Prevention of Nosocomial Infection

Principles for the prevention of nosocomial infection include adherence to universal precautions with all patient contact, avoiding nursery crowding and limiting nurse-to-patient ratios, strict compliance with handwashing, meticulous neonatal skin care, minimizing the risk of catheter contamination, decreasing the number of venipunctures and heelsticks, reducing the duration of catheter and mechanical ventilation days, encouraging appropriate advancement of enteral feedings, providing education and feedback to nursery personnel, and ongoing monitoring and surveillance of nosocomial infection rates in the NICU (Table 103-18).

Most nosocomial infections in the NICU are bloodstream infections associated with intravascular catheters. Catheters used in neonates include peripheral intravenous catheters, umbilical catheters, peripherally inserted central catheters, and surgically placed central venous catheters (CVCs). Efforts to reduce catheter-related infections include proper antisepsis of the skin before insertion of the catheter, sterile precautions during catheter insertion, aseptic technique when entering the line, minimizing repeated entry into the line for blood sampling, sterile preparation of fluids to be used with a CVC, and, finally, minimizing the number of catheter days.

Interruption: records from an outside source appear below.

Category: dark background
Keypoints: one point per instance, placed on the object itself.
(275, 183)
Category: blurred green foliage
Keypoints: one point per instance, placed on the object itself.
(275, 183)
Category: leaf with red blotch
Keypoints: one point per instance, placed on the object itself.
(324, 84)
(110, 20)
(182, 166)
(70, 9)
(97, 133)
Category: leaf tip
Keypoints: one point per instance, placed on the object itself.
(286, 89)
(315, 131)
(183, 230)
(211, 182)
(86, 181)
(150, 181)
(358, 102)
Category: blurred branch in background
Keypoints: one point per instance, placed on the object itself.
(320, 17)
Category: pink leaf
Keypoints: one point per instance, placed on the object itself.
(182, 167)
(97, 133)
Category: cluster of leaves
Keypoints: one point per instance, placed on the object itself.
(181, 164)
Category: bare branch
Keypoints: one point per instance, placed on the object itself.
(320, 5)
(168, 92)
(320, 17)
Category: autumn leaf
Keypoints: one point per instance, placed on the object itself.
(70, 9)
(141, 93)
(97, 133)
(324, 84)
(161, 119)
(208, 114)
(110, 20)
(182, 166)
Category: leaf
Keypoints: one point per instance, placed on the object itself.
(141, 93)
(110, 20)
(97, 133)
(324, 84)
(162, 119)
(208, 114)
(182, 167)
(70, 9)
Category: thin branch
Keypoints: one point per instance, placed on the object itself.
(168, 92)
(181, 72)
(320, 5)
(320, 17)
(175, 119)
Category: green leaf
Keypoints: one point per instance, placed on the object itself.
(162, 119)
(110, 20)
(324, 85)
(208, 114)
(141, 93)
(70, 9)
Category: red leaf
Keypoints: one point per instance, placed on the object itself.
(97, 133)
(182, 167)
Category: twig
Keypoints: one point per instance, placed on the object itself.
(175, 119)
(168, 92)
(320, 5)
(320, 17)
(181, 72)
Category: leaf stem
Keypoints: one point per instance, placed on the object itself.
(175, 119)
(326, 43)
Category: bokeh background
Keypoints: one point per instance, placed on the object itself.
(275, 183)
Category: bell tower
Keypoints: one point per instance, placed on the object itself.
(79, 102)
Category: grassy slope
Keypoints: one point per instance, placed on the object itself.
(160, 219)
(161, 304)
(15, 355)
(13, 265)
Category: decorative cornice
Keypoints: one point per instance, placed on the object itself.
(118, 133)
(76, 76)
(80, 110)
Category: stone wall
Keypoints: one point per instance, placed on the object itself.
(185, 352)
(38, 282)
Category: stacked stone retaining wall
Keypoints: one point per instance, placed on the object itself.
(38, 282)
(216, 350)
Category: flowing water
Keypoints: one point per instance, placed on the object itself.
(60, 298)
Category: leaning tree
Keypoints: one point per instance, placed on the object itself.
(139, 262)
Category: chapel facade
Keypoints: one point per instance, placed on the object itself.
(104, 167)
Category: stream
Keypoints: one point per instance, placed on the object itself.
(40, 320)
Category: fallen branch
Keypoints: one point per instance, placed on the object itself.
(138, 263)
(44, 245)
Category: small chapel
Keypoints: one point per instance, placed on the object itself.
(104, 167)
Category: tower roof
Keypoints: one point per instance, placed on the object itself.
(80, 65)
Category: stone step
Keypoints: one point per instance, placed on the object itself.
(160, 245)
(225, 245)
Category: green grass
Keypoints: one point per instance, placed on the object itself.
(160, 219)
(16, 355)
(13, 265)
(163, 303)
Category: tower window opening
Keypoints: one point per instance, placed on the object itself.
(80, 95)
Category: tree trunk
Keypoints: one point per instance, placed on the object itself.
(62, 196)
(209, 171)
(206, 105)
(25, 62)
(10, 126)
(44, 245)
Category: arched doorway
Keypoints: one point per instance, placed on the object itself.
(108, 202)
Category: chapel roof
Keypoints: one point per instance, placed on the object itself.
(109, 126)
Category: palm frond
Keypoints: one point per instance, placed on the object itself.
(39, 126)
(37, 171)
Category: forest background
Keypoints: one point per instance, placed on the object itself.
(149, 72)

The skin is an important mechanical barrier to infection. VLBW infants are born with an ineffective epidermal barrier that results in increases in transepidermal water loss and risk for infection. Efforts to reduce traumatic injury to this immature skin are important, including a reduction in the number of heelsticks.

Handwashing remains the most important and effective means of reducing nosocomial infections. Several expert groups have established guidelines for effective handwashing. Antimicrobial soaps or alcohol-based preparations are recommended. Proper handwashing is essential before entry into the NICU and before each patient contact. Barriers to compliance with handwashing include overcrowding, excessive patient-to-nurse ratios, poorly located sinks and inadequate supplies, lack of easy-to-use alcohol-based products at the bedside, concern about skin irritation, and inadequate knowledge, including the mistaken belief that the use of gloves obviates the need for handwashing. Ongoing education of staff regarding practices that are likely to reduce nosocomial infections and active surveillance of infection rates are important components of nosocomial infection control.

Neonatal immunization, commonly used in the USA to protect the newborn against hepatitis B infection and in other countries to protect against TB, is a promising strategy for a number of postnatal infections and deserves further study. Neonatal immunization is particularly attractive because the infant’s birth hospitalization is the most reliable point of health care contact.

Oral administration of bovine lactoferrin either alone or with a probiotic (Lactobacillus rhamnosus GG) for 30 days in LBW infants has been demonstrated to reduce the incidence of late-onset bacterial and fungal sepsis; probiotics have also reduced the incidence of NEC (Chapter 96.2).